Flexibler Allrounder: „IO-Link Safety Master“ für die dezentrale Kommunikation im IO-Link Safety-System von Pilz

Die schnelle Inbetriebnahme modularer und dezentraler Produktionsanlagen ist ein wichtiger Aspekt der digitalisierten Industrieproduktion. Im IO-Link Safety-System von Pilz steht nun dafür der „IO-Link Safety Master PDP67“ zur Verfügung. Mit diesem lässt sich die bidirektionale Kommunikation bis in die Feldebene einfach umsetzen. Als dezentrale Schnittstelle zur übergeordneten Sicherheitssteuerung ermöglicht er unterschiedliche Anschlüsse wie zum Beispiel Sicherheitssensoren mit IO-Link Safety oder auch Standard-IO-Link-Sensoren oder Aktoren. Anwender profitieren von einer flexibel gestaltbaren, nahtlosen und sicheren Kommunikation ins Feld bis zur höchsten Sicherheitskategorie PLe / SIL3 – gleich ob sicherheitsgerichtete Kommunikation oder Standardkommunikation.

 Die schnelle Inbetriebnahme modularer und dezentraler Produktionsanlagen übernimmt im IO-Link Safety System von Pilz unter anderem der IO-Link Safety Master PDP67 als dezentrale Schnittstelle zur übergeordneten Sicherheitssteuerung. (Bildquelle: Pilz GmbH & Co. KG)
Die schnelle Inbetriebnahme modularer und dezentraler Produktionsanlagen übernimmt im IO-Link Safety System von Pilz unter anderem der IO-Link Safety Master PDP67 als dezentrale Schnittstelle zur übergeordneten Sicherheitssteuerung. (Bildquelle: Pilz GmbH & Co. KG)

Der IO-Link Safety Master von Pilz erweitert die Funktionen eines herkömmlichen IO-Link-Masters um die Möglichkeit der sicheren Kommunikation im Bereich der funktionalen Sicherheit.

Zur Verfügung stehen vier IO-Link-Safety-Ports (Class A) und zusätzlich vier Ports mit jeweils zwei konfigurierbaren sicheren digitalen Ein- oder Ausgängen. Sensoren und Aktoren „teilen sich“ je nach Bedarf denselben Anschluss. Anwender können so ihr Design flexibler gestalten und erweitern. Als dezentrale Schnittstelle zur übergeordneten Sicherheitssteuerung kann der „IO-Link Safety Master PDP67“ sowohl IO-Link Safety, FailSafe als auch IO-Link und Standardsignale verarbeiten. Zudem lassen sich klassische Sicherheitssensoren – beispielsweise mit OSSD-Ausgängen – oder auch Aktoren im Feld anschließen. So sind modulare Anlagenkonzepte umsetzbar. Der Verkabelungsaufwand durch Plug-and-play über genormte M12-Steckverbindungen ist geringer. Dazu lässt sich die Applikation über den integrierten WebServer einfach konfigurieren, in Betrieb nehmen und Fehler über ihn schneller diagnostizieren. Das verkürzt die Inbetriebnahme und minimiert die Ausfallzeiten im Feld. Dezentrale Anlagen laufen damit zuverlässiger und produktiver.

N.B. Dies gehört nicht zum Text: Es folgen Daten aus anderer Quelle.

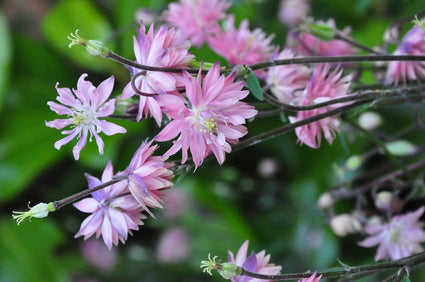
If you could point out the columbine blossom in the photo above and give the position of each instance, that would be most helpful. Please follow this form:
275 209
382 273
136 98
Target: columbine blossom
241 46
399 238
196 19
114 212
257 263
147 176
163 48
324 85
84 108
413 43
309 45
287 82
211 120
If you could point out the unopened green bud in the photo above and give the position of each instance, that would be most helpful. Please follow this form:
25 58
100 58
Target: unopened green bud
93 47
321 30
39 211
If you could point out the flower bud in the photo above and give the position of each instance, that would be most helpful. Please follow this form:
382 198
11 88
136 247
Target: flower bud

Robuster und zuverlässiger Master an praktisch jedem Ort

Dank seiner robusten Schutzart IP67 beziehungsweise IP69 kann der „IO-Link Safety Master PDP67“ direkt an der Maschine und/oder auch in besonders rauen Umgebungen – bis 5.000 Höhenmeter und Temperaturen von – ­30 Grad Celsius bis +70 Grad Celsius – eingesetzt werden. Damit sorgt er in Industrie- oder Outdoorumgebungen bei Schmutz, Nebel oder ähnlichen Verhältnissen zuverlässig für Sicherheit. Da der Anschluss eines Sensors an IP67 I/O die gesamte Eingangsverdrahtung zum Schaltschrank ersetzt, lässt sich der Aufwand für die Verdrahtung verringern und wichtiger Platz im Schaltschrank sparen. Anlagen sind schneller in Betrieb.

Für die sichere Kommunikation ins Feld wird Pilz ein komplettes IO-Link-Safety-System anbieten: Die Systemlösung umfasst neben dem Master, Sensoren sowie Feldgeräte und passendes Zubehör sowie Tools zur Konfiguration.